On Thursday, December 29, President Biden signed the “Consolidated Appropriations Act, 2023,” a spending package for 2023. With this action, the Anti-Money Laundering (AML) Whistleblower Improvement Act has passed, and individuals blowing the whistle on money laundering and sanctions violations now have enhanced protections.
Congress passed the AML Whistleblower Improvement Act on December 23. The Act offers two reforms to the AML Whistleblower Program established in 2021 but undermined by legislative loopholes. The reforms are modeled off provisions of the Dodd-Frank Act, which established the highly successful SEC and CFTC whistleblower programs.
One of the Act’s provisions specifies that under the AML Whistleblower Program, qualified whistleblowers will receive awards of “not less than 10 percent” of the sanctions collected in the relevant enforcement action. Previously, there was no statutory minimum for AML whistleblower awards, meaning that awards are purely discretionary.
The Act also establishes a fund to pay AML whistleblower awards. Like the SEC’s whistleblower fund, it is entirely financed by sanctions collected in whistleblower-assisted cases. This means that whistleblower awards are not reliant on the Congressional appropriations process and do not cost taxpayers any money.
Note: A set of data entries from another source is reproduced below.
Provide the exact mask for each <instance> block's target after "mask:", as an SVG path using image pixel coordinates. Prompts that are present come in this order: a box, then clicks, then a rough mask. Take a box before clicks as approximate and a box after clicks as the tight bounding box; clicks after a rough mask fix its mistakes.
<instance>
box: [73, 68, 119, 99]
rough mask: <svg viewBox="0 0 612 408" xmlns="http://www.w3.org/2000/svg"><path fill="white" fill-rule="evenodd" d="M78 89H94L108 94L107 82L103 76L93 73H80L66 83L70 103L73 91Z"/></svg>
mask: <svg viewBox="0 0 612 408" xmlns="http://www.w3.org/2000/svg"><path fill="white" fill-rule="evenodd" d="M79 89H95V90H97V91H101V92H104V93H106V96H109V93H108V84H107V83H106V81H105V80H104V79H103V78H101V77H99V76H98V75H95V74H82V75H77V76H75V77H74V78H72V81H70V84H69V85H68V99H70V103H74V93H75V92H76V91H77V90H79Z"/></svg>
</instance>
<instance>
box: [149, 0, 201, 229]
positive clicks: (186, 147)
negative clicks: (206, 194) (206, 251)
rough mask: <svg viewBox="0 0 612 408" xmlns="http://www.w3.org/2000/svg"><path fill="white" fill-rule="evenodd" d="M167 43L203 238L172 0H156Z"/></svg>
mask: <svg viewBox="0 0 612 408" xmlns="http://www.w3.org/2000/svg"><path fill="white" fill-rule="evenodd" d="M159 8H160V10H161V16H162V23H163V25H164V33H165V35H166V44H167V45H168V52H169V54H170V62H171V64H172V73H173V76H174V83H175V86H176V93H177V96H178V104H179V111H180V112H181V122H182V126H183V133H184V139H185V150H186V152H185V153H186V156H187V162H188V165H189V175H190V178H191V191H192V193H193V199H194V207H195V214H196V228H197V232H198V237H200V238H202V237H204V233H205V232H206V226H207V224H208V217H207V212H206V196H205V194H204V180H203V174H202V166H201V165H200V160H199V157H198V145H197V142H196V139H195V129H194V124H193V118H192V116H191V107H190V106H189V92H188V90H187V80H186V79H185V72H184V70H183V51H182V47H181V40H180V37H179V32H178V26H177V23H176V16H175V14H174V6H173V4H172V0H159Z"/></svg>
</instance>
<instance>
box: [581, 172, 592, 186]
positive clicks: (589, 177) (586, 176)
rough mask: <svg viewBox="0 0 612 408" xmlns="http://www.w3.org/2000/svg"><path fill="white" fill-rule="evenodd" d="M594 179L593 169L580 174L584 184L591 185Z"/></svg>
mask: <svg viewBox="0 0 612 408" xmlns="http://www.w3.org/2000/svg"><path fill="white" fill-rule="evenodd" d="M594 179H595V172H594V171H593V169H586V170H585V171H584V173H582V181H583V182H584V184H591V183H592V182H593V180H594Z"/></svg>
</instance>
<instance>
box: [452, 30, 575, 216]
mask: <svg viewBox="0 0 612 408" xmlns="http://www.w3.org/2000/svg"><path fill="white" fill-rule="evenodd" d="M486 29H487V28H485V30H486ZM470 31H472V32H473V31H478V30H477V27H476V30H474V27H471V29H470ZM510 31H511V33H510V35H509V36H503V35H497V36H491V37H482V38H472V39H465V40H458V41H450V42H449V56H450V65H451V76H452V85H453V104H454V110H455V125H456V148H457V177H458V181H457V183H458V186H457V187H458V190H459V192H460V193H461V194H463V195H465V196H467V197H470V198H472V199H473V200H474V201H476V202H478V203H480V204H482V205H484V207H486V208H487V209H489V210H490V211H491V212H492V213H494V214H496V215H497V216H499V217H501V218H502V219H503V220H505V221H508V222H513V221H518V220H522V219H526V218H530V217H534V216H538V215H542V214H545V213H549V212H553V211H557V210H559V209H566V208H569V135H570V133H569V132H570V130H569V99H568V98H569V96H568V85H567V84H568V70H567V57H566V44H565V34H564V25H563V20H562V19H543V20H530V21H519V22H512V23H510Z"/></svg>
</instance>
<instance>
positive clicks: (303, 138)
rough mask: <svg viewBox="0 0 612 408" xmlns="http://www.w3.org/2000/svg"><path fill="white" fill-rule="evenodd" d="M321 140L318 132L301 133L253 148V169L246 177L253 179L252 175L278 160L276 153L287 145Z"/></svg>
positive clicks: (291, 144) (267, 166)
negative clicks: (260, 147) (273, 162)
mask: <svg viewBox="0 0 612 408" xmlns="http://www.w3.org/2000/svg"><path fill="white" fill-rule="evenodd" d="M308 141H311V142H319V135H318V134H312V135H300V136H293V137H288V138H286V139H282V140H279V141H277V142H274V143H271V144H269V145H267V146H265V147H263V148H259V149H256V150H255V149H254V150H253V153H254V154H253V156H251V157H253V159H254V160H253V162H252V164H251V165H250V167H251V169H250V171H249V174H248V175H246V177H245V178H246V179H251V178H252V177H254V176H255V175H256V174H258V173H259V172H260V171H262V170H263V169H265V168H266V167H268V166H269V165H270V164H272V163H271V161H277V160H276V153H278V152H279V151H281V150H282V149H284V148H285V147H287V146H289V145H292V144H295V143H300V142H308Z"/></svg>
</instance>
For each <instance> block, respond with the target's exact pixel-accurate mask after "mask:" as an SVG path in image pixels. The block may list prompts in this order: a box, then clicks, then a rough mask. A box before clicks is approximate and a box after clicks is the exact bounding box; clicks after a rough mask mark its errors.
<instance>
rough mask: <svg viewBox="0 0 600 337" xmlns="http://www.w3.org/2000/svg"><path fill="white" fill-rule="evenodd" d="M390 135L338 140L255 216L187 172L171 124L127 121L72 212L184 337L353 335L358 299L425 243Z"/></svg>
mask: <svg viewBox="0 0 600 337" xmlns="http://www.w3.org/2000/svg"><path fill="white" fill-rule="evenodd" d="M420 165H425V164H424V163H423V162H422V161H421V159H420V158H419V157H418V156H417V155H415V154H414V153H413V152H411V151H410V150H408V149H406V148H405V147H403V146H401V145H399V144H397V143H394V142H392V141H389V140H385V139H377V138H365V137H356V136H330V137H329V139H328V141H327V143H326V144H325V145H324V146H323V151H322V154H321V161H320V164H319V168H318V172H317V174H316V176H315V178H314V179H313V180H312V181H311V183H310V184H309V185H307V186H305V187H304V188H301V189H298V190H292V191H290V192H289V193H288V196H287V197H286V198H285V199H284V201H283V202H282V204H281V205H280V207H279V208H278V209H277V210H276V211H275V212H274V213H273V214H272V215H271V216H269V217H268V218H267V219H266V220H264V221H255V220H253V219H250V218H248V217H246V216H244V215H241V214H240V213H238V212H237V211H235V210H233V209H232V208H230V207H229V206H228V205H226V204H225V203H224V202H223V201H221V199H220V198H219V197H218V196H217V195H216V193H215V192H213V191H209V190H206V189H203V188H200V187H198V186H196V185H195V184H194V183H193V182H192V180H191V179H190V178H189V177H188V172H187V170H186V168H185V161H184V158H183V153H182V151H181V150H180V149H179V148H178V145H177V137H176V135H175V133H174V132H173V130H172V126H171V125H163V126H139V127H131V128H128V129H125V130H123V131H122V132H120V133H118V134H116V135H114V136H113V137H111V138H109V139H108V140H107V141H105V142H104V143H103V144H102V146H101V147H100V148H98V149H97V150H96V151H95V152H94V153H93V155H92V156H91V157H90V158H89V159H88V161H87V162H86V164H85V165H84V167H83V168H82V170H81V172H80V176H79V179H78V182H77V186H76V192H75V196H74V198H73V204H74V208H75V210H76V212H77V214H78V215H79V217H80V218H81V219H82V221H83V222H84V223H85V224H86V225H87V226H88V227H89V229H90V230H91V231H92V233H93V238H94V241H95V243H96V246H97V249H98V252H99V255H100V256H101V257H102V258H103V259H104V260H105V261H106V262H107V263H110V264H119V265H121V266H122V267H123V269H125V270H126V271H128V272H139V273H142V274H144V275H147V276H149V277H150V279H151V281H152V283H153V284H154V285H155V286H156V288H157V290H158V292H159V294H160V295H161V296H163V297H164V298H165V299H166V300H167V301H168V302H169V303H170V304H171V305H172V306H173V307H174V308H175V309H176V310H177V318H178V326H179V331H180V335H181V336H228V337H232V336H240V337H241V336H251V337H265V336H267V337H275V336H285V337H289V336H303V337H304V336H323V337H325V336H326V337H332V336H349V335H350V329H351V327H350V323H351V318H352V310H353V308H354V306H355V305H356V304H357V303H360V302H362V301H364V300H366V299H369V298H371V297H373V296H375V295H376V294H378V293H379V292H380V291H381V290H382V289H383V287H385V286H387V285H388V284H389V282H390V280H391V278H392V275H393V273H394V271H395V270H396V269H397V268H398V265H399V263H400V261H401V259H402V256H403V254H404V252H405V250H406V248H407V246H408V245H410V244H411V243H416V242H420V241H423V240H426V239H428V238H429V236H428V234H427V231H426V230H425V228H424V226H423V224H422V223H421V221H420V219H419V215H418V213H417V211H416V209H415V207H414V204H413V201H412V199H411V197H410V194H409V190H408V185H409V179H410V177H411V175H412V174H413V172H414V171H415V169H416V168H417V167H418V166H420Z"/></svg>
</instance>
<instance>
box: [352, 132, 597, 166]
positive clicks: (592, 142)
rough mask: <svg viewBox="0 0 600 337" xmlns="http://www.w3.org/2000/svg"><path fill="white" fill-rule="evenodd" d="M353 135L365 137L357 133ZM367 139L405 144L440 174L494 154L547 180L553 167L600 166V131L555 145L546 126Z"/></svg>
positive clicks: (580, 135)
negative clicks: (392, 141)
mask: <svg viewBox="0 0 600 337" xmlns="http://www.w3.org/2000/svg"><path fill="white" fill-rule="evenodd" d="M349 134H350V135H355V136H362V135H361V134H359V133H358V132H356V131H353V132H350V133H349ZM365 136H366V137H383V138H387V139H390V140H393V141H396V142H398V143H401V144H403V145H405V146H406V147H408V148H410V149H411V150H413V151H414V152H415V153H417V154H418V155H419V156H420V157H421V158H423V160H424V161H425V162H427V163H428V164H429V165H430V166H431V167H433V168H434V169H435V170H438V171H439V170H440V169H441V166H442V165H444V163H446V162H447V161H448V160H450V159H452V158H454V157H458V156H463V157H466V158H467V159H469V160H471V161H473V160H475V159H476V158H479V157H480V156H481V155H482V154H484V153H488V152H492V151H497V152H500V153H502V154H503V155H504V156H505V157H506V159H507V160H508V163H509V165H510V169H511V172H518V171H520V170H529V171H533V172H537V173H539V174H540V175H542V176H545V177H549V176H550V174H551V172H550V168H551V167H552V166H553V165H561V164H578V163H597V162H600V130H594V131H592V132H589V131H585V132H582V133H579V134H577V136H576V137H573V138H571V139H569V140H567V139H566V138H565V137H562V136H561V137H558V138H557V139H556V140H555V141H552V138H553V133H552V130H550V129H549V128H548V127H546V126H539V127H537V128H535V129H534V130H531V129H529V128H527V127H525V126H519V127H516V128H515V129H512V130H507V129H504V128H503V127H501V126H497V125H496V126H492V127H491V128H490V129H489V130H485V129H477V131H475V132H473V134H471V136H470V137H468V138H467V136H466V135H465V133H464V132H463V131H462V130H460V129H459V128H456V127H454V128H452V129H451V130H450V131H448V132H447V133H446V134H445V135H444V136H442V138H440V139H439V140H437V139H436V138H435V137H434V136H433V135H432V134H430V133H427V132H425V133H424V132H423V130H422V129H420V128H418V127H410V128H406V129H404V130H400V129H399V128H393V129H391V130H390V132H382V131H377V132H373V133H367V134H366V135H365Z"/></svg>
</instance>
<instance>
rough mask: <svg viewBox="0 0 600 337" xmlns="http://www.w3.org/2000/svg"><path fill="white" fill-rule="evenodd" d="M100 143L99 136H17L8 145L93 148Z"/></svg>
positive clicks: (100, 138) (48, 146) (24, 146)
The Act also expands the reach of the AML Whistleblower Program to cover whistleblowers who disclose violations of U.S. sanctions such as those imposed in response to Russia’s invasion of Ukraine. Before Congress passed this law, no U.S. whistleblower law covered sanctions whistleblowing.
“This law is the most important transnational anti-corruption law ever passed. Russian oligarchs, drug dealers, terrorists, corrupt government officials, and tax evaders all engage in money laundering. It is how they hide their ill-gotten gains. This law creates the first effective mechanism to incentivize AML whistleblowers,” said leading whistleblower attorney Stephen M. Kohn of Kohn, Kohn & Colapinto. Kohn spoke about the incredible grassroots effort to pass the AML Whistleblower Improvement Act in a special edition of the “Whistleblower of the Week” podcast by FBI whistleblower Jane Turner.
The spending bill, H.R. 2617, contains “consolidated appropriations for the fiscal year ending September 30, 2023, and for providing emergency assistance for the situation in Ukraine, and for other purposes,” according to the White House.